Chairman Tester Questions Defense Secretary, Chairman of Joint Chiefs on FY23 Defense Budget

Hearing focused on maintaining military leadership over China, assistance for Ukraine

U.S. Senator Jon Tester, Chairman of the powerful Senate Appropriations Subcommittee on Defense, this week questioned Defense Secretary Lloyd Austin III and General Mike Milley, Chairman of the Joint Chiefs of Staff, regarding the Administration’s Fiscal Year (FY) 2023 budget request for the Department of Defense (DoD). In particular, Chairman Tester emphasized the importance of continuing the DoD’s strategic focus on ensuring America maintains its position of global military leadership in the face of the rising threat of China, and ensure that the military is held accountable to ensure taxpayer dollars are spent responsibly on what servicemen and women need to succeed on the battlefield.

“I am first and foremost interested in hearing how this budget builds on previously enacted appropriations to ensure America’s continued military advantage in light of near-peer competition from China,” said Chairman Tester. “Let’s be clear, China continues to be the pacing threat. They’re watching us closely, waiting to see if we can actually walk and chew gum at the same time. Whether it is Chinese nuclear force expansion, development of space capabilities, or cyber activities, they are working hard to catch up to us.”

He continued, “We cannot afford to waste time or money to ensure that we are getting our troops what they need do to their jobs, at the right time and at the right cost.”

The Department of Defense’s FY23 budget request of $733 billion is a continuation of last year’s innovation budget focused on building capabilities to deter China as the “pacing threat”, investing heavily in research and development for new military capabilities, retiring older, less capable weapons that are expensive to maintain, and increasing investments in climate resilience and industrial capabilities. Additionally, On Thursday, April 28th, the Administration submitted a $33 billion supplemental appropriations request for critical assistance to Ukraine.

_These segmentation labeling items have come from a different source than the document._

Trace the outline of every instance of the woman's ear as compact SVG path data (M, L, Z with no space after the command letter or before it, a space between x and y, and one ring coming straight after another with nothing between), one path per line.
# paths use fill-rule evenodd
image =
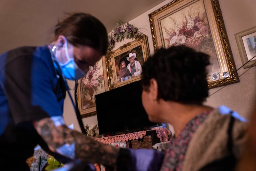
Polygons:
M154 78L151 78L150 80L149 89L151 92L153 100L157 100L158 98L158 85L157 80Z
M65 43L65 38L63 36L60 35L58 37L55 45L58 48L62 48Z

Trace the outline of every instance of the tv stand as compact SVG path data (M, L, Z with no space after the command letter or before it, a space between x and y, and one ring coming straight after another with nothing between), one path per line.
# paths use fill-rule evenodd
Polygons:
M122 143L125 147L133 149L153 148L152 146L160 142L166 142L171 135L167 129L160 128L153 130L143 131L113 136L96 138L101 142L118 146Z

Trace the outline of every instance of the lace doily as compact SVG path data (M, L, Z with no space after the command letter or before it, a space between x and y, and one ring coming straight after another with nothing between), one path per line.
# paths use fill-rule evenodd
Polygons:
M139 138L142 139L143 136L146 135L146 132L152 130L143 131L136 132L96 138L95 139L105 144L110 144L115 142L125 141L128 140L133 140L135 139L138 139ZM156 131L157 133L157 136L160 138L160 140L161 142L168 141L168 135L171 134L170 131L167 129L163 128L156 129Z

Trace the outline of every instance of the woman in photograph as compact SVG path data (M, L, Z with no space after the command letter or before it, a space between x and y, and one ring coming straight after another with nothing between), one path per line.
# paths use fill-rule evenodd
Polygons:
M120 65L119 76L121 82L126 81L131 78L131 74L126 67L126 64L124 61L122 61Z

In addition to questioning Secretary Austin about China’s continued place as the United States’ number one strategic competitor, Chairman Tester asked General Milley about the budget’s significant investments in research and development of weapons and programs for future battlefield needs, and when those weapons and programs will be ready for operation. He also asked Secretary Austin about the effectiveness of recently passed supplemental funding for military assistance for Ukraine and how the DoD is making sure the weapons that are provided are making it into the right hands:

“I want to talk about something that’s already been visited, that’s accountability, there’s been $3.7 billion spent on a supplemental so far, that’s a lot of money,” Chairman Tester said. “And there’s another $16.4 billion projected to go out. You had said with earlier questions that you’re reasonably confident that the weaponry is getting to the Ukranians…the question is that, are we making sure that: number one, none of these weapons are falling into the wrong hands, is there any way to even do that? And number two, are we making sure that the taxpayer dollars that are being spent are actually making a difference? And I’m talking a significant difference.”

“I think they are making a significant difference, Chairman, just look at the battlefield today versus what we are looking at a couple of weeks ago,” said Secretary Austin. “In terms of accountability, we have to depend on the Ukrainians at this point to do the right thing, and make sure they are prudent and careful about how they issue these weapons out and account for these weapons. Again, I engaged the very senior leadership in the country on this issue, and they assured me that this is something that’s important and that they’ll continue to focus on.”

Chairman Tester took the gavel of the Defense Appropriations Subcommittee in 2021. Last year, Chairman Tester secured critical funding and priorities in the fiscal year 2022 Department of Defense Appropriations legislation to ensure America’s national security, provide essential resources to our troops, and invest in the readiness and capabilities of critical military installations like Malmstrom Air Force Base. In response to Russia’s unprovoked war in Ukraine, Chairman Tester also secured billions in military and humanitarian resources for American allies in Europe.

The Subcommittee on Defense is responsible for providing nearly $800 billion annually to the Department of Defense and related agencies. This is more than 95 percent of the military’s yearly budget, and includes matters ranging from pay and benefits for millions of service members and civilians to the development of advanced technologies and next-generation weapons. The Subcommittee also oversees funding for nearly all major U.S. intelligence agencies.